Norway cut planned oil-revenue spending to ease pressure on the krone and interest rates, while sticking to budget stimulus as economic growth slows.
The world’s seventh-largest crude exporter will use 116 billion kroner ($19 billion) of its oil revenue, compared with an October forecast of 122 billion kroner, the Finance Ministry said in its revised 2012 budget today. The budget is expected to add 0.75 percentage point to growth as structural oil spending is estimated to rise 19 billion kroner from 2011.
Unemployment in Norway is the lowest in Europe as record investments in its oil and gas fields has allowed the nation of 5 million people to withstand Europe’s debt crisis. The country’s central bank has cut rates twice since December to keep krone gains in check after the currency gained haven status and to protect the economy from the fallout of Europe’s crisis.
“Economic activity in Norway has held up well in 2012, despite the global economic slowdown,” Finance Minister Sigbjoern Johnsen said in the statement. “Unemployment is expected to remain at the current low level. In the revision of the 2012 Budget, the Government emphasizes the need for fiscal constraint to reduce the pressure on the exchange rate and exposed mainland industries.”
The government said it expects mainland gross domestic product, which excludes oil and gas production, to expand 2.75 percent this year, compared with a forecast of 3.1 percent in October. Mainland growth will be 3 percent in 2013.
Home prices increased an annual 8.5 percent in April, according to the Norwegian Real Estate Brokers Association, while retail sales jumped 9.6 percent in March. Policy makers are battling to limit gains in the currency, which has become a haven currency for investors seeking to escape Europe’s debt crisis. Norway boasts the world’s biggest budget surplus of any AAA rated nation and has no net debt.

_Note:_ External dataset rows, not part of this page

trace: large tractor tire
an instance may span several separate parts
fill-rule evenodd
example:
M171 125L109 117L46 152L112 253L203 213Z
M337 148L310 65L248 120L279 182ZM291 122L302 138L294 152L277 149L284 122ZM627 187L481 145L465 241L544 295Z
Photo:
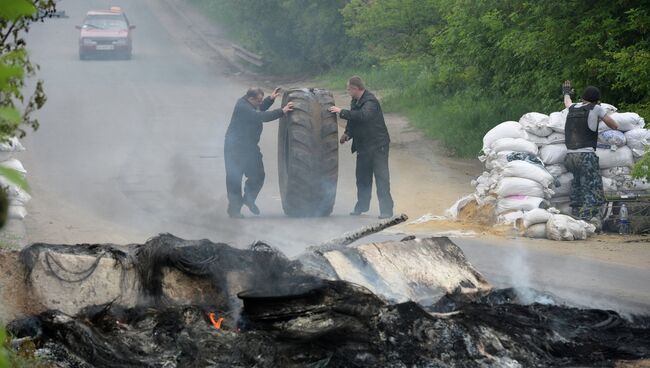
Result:
M284 213L292 217L329 216L338 181L338 125L334 97L324 89L293 89L282 106L293 112L280 119L278 171Z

Net revenue from petroleum activities for 2012 is estimated at 378 billion kroner, compared with the 352 billion kroner anticipated in October, according to the budget.

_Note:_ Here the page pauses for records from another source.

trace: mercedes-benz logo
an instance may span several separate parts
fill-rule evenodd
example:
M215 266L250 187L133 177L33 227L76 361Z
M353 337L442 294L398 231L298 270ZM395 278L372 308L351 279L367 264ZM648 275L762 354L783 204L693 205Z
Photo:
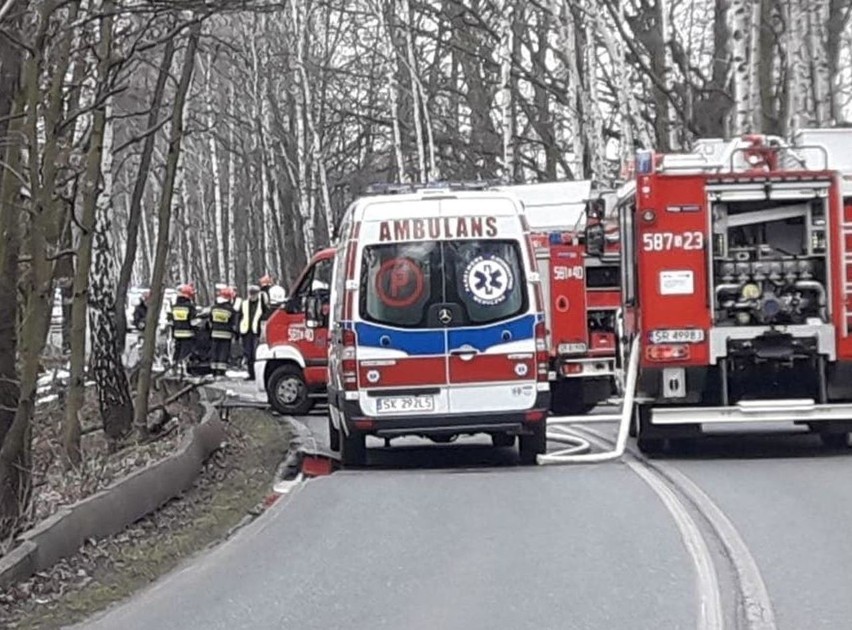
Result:
M438 311L438 321L446 326L453 321L453 312L448 308L442 308Z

The Nordic nation places most of its energy revenue in a fund that invests abroad to avoid stoking inflation in the domestic economy. The Government Pension Fund Global is Europe’s largest equity investor. A fiscal spending rule limits the use of petroleum revenue for budget purposes to 4 percent of the fund. The government breached this limit in 2009 and 2010 to support the economy during the global slump.